Presentamos a continuación una descripción sucinta del tipo de reconstrucción racional que nos proponemos ofrecer; caracterizamos, de manera muy general, el programa de investigación que nos ocupa y, por último, definimos las fases que hemos perfilado para la reconstrucción racional y que delimitan los capítulos del libro.

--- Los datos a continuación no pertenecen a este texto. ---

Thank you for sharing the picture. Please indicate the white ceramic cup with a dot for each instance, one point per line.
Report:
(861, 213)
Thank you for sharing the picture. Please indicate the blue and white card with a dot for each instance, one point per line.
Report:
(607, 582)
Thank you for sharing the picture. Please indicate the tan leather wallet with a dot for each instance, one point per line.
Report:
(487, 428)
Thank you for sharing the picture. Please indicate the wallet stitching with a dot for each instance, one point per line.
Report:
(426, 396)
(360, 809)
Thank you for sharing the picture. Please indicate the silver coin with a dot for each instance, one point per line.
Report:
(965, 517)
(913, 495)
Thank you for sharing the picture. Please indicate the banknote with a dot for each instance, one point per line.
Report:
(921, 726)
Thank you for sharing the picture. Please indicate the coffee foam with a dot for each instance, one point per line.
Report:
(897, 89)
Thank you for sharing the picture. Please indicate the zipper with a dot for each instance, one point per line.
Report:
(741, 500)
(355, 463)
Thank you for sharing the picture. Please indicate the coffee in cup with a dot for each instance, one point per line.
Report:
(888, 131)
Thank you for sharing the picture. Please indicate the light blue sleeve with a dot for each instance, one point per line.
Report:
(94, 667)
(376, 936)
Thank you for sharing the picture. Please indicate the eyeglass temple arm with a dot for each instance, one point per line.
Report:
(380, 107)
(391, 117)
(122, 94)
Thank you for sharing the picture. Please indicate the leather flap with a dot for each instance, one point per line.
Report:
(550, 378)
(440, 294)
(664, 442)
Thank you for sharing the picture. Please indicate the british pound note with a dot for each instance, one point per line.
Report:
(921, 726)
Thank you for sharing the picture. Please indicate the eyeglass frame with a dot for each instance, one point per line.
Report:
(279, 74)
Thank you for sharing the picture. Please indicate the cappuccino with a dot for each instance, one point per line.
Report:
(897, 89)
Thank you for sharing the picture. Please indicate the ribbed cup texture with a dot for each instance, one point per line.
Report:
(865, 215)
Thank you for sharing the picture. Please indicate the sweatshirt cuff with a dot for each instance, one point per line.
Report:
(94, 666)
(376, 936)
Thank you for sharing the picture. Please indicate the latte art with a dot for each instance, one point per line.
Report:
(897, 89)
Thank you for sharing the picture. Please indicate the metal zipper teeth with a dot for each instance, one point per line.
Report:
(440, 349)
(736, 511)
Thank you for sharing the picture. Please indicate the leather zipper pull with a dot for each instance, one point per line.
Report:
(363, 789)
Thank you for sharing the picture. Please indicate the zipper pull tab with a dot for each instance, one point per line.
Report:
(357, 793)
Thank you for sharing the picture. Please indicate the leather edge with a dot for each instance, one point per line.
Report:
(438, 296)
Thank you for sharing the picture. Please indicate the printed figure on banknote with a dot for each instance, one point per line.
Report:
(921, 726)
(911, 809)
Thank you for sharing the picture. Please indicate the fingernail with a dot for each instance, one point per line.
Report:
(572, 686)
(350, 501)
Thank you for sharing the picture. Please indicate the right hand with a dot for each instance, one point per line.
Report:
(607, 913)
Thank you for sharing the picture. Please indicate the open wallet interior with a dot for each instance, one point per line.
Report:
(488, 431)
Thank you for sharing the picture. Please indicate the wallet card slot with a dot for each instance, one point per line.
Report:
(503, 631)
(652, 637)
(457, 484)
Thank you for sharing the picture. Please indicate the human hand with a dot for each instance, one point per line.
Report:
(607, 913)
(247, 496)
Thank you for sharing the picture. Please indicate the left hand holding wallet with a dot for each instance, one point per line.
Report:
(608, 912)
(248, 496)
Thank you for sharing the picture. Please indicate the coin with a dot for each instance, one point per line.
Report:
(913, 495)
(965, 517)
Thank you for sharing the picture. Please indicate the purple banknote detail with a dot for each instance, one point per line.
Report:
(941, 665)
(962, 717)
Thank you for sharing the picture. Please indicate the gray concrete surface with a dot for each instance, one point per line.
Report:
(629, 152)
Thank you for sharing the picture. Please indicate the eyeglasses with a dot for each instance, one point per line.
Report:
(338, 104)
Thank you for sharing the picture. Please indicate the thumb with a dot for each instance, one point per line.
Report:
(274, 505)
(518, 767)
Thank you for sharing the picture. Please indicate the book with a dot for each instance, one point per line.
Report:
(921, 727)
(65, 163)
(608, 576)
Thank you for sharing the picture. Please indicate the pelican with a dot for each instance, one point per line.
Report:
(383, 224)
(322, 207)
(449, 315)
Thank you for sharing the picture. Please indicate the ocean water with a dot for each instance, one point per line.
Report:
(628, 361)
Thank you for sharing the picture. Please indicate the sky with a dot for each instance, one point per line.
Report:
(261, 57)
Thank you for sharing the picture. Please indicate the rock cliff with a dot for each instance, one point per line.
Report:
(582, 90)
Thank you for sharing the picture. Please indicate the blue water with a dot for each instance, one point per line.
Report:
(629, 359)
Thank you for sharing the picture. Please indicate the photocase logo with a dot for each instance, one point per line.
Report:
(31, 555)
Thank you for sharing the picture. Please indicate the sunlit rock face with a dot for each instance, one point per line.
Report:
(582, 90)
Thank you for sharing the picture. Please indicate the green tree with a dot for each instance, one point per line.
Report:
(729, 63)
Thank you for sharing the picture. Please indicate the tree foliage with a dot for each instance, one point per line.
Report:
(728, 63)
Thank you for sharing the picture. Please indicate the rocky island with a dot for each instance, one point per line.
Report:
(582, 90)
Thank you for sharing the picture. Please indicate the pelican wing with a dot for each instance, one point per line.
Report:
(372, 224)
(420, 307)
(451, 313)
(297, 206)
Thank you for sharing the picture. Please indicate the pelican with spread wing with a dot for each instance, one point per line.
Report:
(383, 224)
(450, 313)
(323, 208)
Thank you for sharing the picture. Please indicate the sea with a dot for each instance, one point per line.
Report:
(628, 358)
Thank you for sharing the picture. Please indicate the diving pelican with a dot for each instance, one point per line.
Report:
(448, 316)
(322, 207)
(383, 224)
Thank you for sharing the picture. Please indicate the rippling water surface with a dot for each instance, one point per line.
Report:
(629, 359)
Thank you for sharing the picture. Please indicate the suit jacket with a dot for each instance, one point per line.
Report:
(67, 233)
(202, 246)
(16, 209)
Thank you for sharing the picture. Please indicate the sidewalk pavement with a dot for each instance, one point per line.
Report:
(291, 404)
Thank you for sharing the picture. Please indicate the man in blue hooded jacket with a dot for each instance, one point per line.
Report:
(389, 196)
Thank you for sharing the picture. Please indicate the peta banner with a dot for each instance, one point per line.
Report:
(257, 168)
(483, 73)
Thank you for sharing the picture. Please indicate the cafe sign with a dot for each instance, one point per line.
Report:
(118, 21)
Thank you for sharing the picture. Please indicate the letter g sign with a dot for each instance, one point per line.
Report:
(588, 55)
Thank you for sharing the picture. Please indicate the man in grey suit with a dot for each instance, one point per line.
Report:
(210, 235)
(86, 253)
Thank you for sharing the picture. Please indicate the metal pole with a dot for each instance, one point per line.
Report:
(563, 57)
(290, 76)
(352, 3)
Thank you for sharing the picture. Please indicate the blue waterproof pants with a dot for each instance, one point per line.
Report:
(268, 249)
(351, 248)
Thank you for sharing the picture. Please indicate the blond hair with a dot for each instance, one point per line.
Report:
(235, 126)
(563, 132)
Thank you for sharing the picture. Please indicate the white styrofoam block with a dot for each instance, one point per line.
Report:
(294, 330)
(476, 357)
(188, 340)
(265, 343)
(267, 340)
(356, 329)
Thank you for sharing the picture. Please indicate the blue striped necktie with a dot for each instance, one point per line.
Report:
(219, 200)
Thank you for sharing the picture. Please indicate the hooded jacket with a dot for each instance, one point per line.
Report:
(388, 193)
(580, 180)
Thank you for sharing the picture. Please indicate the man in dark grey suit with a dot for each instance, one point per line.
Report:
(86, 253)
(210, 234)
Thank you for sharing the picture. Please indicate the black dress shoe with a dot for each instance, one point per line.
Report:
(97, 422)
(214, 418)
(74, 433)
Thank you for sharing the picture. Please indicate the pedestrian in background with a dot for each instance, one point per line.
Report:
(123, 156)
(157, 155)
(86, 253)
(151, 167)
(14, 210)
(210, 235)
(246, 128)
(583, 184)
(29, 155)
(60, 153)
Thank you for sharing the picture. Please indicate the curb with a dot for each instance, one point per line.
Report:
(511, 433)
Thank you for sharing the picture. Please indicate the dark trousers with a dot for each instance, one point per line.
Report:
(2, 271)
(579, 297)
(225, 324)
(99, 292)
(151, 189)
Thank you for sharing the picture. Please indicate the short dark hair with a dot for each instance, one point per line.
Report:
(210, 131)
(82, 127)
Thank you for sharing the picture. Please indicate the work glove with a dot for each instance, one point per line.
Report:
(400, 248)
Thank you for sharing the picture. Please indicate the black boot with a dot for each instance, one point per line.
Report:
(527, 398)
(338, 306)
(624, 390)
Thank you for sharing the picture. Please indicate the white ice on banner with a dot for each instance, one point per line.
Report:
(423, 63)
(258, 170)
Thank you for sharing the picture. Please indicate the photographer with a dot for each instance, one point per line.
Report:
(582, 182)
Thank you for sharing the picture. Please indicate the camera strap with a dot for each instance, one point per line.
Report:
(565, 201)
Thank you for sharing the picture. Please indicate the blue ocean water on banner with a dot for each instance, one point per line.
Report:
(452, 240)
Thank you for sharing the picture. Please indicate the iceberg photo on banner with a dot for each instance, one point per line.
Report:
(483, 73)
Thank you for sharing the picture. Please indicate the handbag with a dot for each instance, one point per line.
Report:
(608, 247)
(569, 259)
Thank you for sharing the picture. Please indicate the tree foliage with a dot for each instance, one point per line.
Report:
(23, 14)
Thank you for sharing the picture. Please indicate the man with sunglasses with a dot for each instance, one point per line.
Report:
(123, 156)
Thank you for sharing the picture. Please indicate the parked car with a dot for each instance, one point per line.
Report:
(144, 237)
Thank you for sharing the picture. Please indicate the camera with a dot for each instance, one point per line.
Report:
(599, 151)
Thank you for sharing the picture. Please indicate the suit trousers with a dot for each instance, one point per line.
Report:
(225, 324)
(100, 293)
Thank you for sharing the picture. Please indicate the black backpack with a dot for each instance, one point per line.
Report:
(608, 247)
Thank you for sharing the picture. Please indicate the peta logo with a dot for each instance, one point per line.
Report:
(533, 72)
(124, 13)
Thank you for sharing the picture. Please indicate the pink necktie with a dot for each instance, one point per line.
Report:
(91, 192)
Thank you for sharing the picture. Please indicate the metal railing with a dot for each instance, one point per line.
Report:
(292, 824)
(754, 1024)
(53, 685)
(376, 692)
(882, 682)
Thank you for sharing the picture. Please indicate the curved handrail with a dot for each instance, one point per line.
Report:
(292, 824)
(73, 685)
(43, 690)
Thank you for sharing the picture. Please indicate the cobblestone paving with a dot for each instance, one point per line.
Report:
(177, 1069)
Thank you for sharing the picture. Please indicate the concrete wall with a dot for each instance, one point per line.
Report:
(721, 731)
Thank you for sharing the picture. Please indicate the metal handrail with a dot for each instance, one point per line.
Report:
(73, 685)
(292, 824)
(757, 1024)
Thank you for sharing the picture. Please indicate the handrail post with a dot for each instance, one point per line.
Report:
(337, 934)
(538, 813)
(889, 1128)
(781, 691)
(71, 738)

Reconstrucciones racionales de programas de investigación

Las demandas de investigación científica, en el marco de las ciencias naturales, exigen gran habilidad para construir sofisticados edificios teóricos y el despliegue de una buena cantidad de intervenciones que permitan evaluar las expectativas teóricas contra el comportamiento de los entornos naturales que constituyen el objeto de investigación. La evaluación que pudiese resultar exitosa, con los criterios de éxito que se hayan definido en el marco de un espíritu de la época, ofrece buenas razones para creer en los constructos teóricos o para desconfiar de ellos.

A comienzos del siglo XX, en el entorno de la investigación filosófica, se inició una profunda discusión, con el ánimo de abrir nuevos espacios de fundamentación epistemológica, que habrían de armonizar con los revolucionarios desarrollos de la nueva ciencia (relatividad, mecánica cuántica, teoría de la evolución, nuevas geometrías y lógicas, teoría de la probabilidad, psicología experimental y fisiología). Buena parte de estas discusiones dio origen a la filosofía analítica en el mundo anglosajón y al Círculo de Viena en el ambiente continental.

Uno de los puntos centrales de la discusión tuvo que ver con la elección y la caracterización de la mínima unidad susceptible de evaluación empírica. Esta unidad debía ser neutral, en relación con cualquier compromiso teórico; objetiva, para garantizar que cualquier observador, en cualesquiera circunstancias, pudiese llegar al mismo veredicto, y pública, en el sentido de que cualquier investigador pudiese replicar las condiciones y circunstancias de la evaluación.

En el ambiente, a pesar de las grandes diferencias, existía cierto optimismo con la expectativa de lograr un acuerdo al respecto. Si pudiésemos definir con claridad dicha unidad o base empírica, podríamos separar, por un lado, las teorías ancladas en una sólida evaluación empírica y, por otro, las especulaciones libres.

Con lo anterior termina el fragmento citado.